Он сдернул со спины щит, продел руку в ремешки. Вынул из петли топор, крепко сжал рукоять с тем удовольствием, с каким берет в руки молот кузнец, собираясь приступить к любимой работе.
Во внутреннем дворе были еще целы зеленые сады, разбитые на террасах, вырубленных из горного склона. С трех сторон их обнимало огромное здание. Изысканная каменная резьба, сверкающие высокие окна, купола и башенки, вознесшиеся над крышей, украшенной вдоль зубчатого края статуями. Не требовалось большого ума, чтобы узнать дворец герцога Орсо, и это было хорошо, поскольку Трясучка знал, что большого ума у него не было. Одна кровожадность.
– Пошли, – сказала Монца.
Трясучка улыбнулся.
– Сразу за вами, командир.
Траншеи, которыми изрыт был пыльный горный склон, опустели. Солдаты, занимавшие их, исчезли. Кто отправился домой, кто играть свою ничтожную роль в борьбе за власть, которая уже начала разворачиваться в результате безвременной кончины короля Рогонта и его союзников. Осталась лишь Тысяча Мечей, алчно облепившая дворец герцога Орсо, как мухи труп. Шенкт видел такое уже не раз. Долг, верность, гордость – поверхностные по сути мотивы, которые позволяют людям испытывать чопорное самодовольство, покуда светит солнце, но вмиг развеиваются, стоит грянуть буре. Что же до жадности – о, на нее всегда можно положиться.
Он прошел по неровной тропинке, протоптанной по израненной боями земле перед стенами, перешел мост, приблизился к воротам Фонтезармо. Открыты. Рядом сидел на походном стуле единственный караульный, прислонив копье к стене.
– По какому делу идете? – спросил он без особого интереса.
– Герцог Орсо поручил мне убить Монцкарро Меркатто, ныне великую герцогиню Талинскую.
– Шутник.
Наемник натянул воротник на уши и привалился спиной к стене.
Часто последнее, чему верят люди, это правда. Шенкт размышлял об этом, пробираясь длинным тоннелем во внешний двор крепости. Строго выверенная красота парадных садов герцога Орсо сгинула вместе с половиной северной стены. Наемники превратили их в пепелище. Но такова война. Всюду хаос и неразбериха. И это тоже война.
Последний штурм явно был в разгаре. Возле внутренней стены стояли лестницы, у подножия валялось множество тел, мертвых и живых. Среди них бродили санитары, поили водой раненых, перевязывали их и укладывали на носилки. Шенкт знал, что из тех, кто не может сам даже ползти, выживут немногие. Но люди цепляются за малейший проблеск надежды, что всегда его в них восхищало.
Он остановился возле разбитого фонтана и некоторое время молча следил за этой борьбой с неизбежным. Тут невесть откуда выскочил человек и чуть не налетел на него. Ничем не примечательный, лысый, в потертой кожаной куртке.
– Ох! Примите мои глубочайшие извинения!
Шенкт не ответил.
– Вы… вы здесь… как бы это выразиться… участвуете в штурме?
– Некоторым образом.
– И я, и я.

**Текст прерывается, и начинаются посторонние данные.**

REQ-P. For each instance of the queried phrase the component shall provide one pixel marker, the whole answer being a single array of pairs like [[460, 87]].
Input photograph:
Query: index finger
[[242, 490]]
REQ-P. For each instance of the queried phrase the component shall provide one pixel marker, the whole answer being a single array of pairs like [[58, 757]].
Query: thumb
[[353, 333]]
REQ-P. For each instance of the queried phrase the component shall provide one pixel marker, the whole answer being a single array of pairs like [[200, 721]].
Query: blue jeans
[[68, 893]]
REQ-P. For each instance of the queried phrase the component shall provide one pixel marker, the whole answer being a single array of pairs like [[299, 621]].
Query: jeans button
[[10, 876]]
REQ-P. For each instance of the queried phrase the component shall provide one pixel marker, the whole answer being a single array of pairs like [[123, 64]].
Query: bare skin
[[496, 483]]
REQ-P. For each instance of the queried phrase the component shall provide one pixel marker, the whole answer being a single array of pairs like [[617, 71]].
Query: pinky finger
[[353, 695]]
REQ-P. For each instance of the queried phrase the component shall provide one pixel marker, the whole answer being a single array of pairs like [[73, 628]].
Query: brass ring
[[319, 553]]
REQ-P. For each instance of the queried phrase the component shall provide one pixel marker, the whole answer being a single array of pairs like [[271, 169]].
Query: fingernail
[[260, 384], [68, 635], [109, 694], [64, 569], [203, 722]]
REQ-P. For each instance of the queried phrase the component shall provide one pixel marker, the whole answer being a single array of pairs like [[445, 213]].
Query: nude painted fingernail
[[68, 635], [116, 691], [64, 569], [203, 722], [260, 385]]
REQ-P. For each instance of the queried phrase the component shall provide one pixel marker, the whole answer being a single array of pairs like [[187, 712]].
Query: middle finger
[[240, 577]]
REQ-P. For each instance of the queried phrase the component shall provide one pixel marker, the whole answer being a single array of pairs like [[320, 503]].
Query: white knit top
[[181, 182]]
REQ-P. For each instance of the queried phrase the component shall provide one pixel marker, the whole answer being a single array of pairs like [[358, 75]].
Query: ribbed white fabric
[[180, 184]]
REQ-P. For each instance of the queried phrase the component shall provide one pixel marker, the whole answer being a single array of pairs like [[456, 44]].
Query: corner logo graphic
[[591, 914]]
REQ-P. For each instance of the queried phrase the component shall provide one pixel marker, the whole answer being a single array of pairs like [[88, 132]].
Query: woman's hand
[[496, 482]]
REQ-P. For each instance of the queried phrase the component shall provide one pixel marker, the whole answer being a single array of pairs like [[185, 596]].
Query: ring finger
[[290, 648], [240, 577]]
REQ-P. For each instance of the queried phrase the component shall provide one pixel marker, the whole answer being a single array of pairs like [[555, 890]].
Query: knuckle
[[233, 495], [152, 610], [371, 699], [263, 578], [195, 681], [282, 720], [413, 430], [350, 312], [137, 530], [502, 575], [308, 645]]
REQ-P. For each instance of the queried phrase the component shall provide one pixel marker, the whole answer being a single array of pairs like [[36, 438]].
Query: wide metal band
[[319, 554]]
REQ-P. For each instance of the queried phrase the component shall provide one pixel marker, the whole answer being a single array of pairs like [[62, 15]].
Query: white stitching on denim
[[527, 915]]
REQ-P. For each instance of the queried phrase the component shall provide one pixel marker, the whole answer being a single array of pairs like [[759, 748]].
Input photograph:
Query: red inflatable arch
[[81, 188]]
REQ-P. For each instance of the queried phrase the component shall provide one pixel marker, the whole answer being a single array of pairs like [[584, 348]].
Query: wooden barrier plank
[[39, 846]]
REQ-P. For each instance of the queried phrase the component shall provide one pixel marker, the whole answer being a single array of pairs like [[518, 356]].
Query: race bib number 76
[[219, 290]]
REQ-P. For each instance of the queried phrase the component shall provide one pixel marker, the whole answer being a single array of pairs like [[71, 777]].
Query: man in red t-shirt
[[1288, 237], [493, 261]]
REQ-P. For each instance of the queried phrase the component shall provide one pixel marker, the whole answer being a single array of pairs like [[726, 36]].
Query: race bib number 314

Некоторым образом.
Наемник, бегущий с поля боя, – что может быть естественней?.. Однако на солдата незнакомец не походил. Одет он был, как наемный убийца, но разговаривал, как плохой писатель. Энергично помахивал одной рукой, явно отвлекая внимание от другой, которая подбиралась тем временем к припрятанному оружию. Шенкт нахмурился. Ему самому лишнее внимание было ни к чему. Поэтому он, как обычно, дал этому человеку шанс.